Dans une deuxième réprimande aux responsables du Texas GOP qui ont déclaré qu'une interdiction de presque tous les avortements était essentielle alors que l'État combattait le nouveau coronavirus, un juge fédéral à Austin a décidé jeudi que certains avortements pourraient avoir lieu.

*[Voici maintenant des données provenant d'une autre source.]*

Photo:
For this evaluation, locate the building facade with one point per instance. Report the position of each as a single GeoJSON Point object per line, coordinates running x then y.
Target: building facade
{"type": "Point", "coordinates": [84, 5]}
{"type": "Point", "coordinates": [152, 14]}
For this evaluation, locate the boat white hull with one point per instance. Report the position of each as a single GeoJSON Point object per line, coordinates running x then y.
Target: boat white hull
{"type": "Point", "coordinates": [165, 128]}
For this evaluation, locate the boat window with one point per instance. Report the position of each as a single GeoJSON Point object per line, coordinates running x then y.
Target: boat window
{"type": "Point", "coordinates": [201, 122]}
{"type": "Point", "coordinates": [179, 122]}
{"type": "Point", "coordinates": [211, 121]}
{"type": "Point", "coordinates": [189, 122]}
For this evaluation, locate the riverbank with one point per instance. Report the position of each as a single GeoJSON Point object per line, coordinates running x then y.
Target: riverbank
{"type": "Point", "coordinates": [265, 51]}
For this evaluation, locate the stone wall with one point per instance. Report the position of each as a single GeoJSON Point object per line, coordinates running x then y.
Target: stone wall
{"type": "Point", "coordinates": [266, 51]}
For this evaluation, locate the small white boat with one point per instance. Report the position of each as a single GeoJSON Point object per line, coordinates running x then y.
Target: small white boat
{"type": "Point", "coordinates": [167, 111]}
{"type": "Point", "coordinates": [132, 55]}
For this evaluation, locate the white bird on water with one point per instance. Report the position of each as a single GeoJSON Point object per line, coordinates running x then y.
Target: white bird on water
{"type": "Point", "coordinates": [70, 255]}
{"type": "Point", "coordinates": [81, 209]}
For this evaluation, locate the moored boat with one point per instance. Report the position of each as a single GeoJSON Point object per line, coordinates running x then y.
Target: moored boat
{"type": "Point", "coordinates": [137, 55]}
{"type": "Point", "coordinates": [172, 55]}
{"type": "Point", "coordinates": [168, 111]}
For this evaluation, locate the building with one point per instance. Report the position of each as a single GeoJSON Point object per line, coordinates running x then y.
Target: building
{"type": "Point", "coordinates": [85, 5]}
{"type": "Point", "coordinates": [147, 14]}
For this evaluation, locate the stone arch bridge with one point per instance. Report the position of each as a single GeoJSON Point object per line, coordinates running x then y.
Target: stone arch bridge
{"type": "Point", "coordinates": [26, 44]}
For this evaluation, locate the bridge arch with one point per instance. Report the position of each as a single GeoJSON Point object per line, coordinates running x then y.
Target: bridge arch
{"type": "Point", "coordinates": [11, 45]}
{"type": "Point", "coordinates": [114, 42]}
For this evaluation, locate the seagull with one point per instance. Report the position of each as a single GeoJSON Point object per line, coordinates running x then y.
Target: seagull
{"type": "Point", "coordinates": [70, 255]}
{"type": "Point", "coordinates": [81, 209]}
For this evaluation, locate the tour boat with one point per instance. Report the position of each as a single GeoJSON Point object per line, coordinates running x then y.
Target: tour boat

Le juge de district américain Lee Yeakel a restreint l'interdiction du Texas pour autoriser certains avortements pendant qu'une ordonnance d'urgence du gouverneur interdisant les procédures médicales qui ne sont pas «immédiatement nécessaires sur le plan médical» est toujours en vigueur. La décision permettra aux fournisseurs d'avortement du Texas de procéder à des avortements médicamenteux – qui impliquent des patients ingérant des pilules et ne consomment pas d'équipement de protection médicale rare – ainsi que des avortements procéduraux pour les patients qui risquent de respecter la limite d'âge gestationnelle de l'État pour les avortements avant l'urgence du gouverneur Greg Abbott. l'ordre est levé.

Interdiction de l'avortement au Texas pendant un coronavirus restreinte par un juge fédéral

Des centaines d'avortements ont déjà été annulés après que le procureur général du Texas, Ken Paxton – citant le décret du 22 mars d'Abbott – a déclaré le mois dernier que tous les avortements non critiques pour la vie ou la santé de la patiente étaient interdits. Les responsables de l'État ont déclaré que l'interdiction était essentielle pour préserver les ressources médicales, comme les masques et les gants, alors que les hôpitaux se préparent à une attaque de patients atteints de COVID-19.

Les fournisseurs d'avortement ont rapidement poursuivi, qualifiant l'ordre d'opportunisme politique et arguant devant les tribunaux que les avortements nécessitent rarement une hospitalisation et n'impliquent généralement pas un équipement de protection individuelle étendu.

Après une perte plus tôt cette semaine à la 5e Circuit Court of Appeals des États-Unis – qui a autorisé l'interdiction dans une décision qui a déclaré que le gouvernement pourrait restreindre les droits constitutionnels en cas d'urgence– les prestataires d'avortements sont retournés au tribunal fédéral d'Austin avec la demande plus étroite d'autoriser les médicaments et certains avortements procéduraux.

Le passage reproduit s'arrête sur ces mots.